Court records detail the journey that led to the legal stand-off.
Rather than go through a sperm bank, the women found the Gauteng donor they used after placing a social media advert. A sperm donor agreement was signed, in which the man agreed to not have contact with the child and to abdicate his rights to the child.
The fertilisation was successful, but instead of all parties sticking to the agreement, the donor and his mother, the child’s paternal grandmother, became close friends of the family.
Court documents show how the man, who is homosexual and never expected to become a father, suddenly experienced a love he could never imagine for the child.
In his court application, he alleges that he and his mother became actively involved in the life and upbringing of the child, a claim that has been denied by the women.
In early 2020, they cut all ties with the donor and his mother, refusing them any contact with the child.
“The matter raises important constitutional issues regarding the rights of children born by gamete donation, as well as the adults involved. The man and his mother approached the Pretoria High Court in terms of the Children’s Act, asking that they be granted parental rights and responsibilities over the minor child.
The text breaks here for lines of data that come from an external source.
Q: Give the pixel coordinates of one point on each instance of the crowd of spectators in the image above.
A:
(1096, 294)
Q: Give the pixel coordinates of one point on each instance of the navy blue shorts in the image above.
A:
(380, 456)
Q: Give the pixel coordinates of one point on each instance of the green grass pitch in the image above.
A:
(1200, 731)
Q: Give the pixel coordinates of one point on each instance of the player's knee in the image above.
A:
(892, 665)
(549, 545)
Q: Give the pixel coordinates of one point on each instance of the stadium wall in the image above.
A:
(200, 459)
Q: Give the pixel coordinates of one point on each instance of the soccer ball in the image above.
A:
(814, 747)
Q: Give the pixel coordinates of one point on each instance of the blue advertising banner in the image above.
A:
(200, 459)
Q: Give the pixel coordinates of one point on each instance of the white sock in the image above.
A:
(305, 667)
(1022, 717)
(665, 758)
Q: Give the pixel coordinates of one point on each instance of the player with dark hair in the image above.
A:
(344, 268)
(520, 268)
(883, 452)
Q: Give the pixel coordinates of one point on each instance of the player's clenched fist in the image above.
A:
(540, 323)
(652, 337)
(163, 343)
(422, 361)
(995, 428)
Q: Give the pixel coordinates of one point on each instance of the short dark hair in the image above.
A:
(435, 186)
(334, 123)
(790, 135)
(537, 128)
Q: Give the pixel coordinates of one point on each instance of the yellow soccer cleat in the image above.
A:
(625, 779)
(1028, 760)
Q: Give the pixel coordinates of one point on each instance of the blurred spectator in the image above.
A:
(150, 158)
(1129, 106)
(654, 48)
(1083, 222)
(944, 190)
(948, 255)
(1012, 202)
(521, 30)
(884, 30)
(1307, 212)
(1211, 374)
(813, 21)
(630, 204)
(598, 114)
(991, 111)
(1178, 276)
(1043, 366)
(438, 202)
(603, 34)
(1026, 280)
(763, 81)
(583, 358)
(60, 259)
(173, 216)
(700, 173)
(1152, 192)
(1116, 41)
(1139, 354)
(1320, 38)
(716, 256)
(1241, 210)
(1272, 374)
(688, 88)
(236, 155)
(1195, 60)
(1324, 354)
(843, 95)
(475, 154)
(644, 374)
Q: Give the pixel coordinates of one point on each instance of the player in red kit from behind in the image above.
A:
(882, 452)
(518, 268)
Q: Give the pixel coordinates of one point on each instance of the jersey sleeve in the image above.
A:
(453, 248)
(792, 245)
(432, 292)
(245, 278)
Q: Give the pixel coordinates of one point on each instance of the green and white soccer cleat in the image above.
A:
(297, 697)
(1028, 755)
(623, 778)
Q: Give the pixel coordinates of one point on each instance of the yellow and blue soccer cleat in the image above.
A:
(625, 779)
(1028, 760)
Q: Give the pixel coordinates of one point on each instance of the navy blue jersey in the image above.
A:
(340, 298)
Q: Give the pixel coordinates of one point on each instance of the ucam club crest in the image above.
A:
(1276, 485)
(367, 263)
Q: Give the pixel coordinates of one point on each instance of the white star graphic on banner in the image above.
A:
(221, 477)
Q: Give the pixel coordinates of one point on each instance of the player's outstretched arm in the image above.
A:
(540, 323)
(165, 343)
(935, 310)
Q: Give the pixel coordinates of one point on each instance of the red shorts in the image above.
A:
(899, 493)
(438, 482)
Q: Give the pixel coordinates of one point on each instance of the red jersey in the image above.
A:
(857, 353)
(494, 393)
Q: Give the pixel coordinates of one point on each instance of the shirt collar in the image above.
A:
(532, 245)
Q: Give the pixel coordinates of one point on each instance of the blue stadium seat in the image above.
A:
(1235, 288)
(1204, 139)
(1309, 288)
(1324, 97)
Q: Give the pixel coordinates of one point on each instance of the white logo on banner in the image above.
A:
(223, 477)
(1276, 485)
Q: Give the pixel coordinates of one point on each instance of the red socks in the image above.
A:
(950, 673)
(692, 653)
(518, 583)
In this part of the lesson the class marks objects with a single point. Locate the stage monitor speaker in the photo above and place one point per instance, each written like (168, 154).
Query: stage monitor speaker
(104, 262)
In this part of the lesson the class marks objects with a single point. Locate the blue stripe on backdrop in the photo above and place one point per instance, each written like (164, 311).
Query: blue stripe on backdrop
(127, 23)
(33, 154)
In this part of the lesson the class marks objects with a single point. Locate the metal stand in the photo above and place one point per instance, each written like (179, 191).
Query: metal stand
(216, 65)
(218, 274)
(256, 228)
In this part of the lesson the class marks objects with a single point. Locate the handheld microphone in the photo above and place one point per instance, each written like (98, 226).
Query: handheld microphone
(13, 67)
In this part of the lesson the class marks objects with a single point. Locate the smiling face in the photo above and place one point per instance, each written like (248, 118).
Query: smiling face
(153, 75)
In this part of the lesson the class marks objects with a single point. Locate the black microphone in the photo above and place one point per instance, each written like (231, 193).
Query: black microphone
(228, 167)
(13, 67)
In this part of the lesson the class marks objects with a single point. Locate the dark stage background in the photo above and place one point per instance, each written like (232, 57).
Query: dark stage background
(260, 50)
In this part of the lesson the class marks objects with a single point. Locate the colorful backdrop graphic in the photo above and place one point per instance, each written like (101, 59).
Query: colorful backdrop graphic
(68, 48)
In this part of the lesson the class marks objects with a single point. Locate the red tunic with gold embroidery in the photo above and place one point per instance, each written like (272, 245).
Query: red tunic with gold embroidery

The couple is opposing the application,” says Van Niekerk.
“The case is expected to draw wide interest, considering the issues to be decided and the important role played by the parties’ experienced legal teams in submitting arguments to the judge.
“The applicant approached the court in terms of Section 23 of the Children’s Act, which states that anyone who has an interest in the care, well-being or development of a child may approach the relevant court for an order granting contact with the child or care of the child.
“He is not asking to replace the couple but to be granted the right to have contact with the child,” says Van Niekerk.
“I do not believe this case will open the floodgates when it comes to donors and the children who resulted from their donation. This case has its own circumstances and any subsequent cases will be heard on their own merit,” she adds.
Van Niekerk is being assisted by Senior Advocate LC Haupt, while Donrich Thaldar, an advocate and professor of human rights law at the University of KwaZulu-Natal, has applied to join the proceedings as a friend of the court. The respondents are represented by Gerbrand Gildenhuys of Cilliers & Gildenhuys Attorneys, who is assisted by Advocate Calyn D’Alton.
A new court date has not yet been set.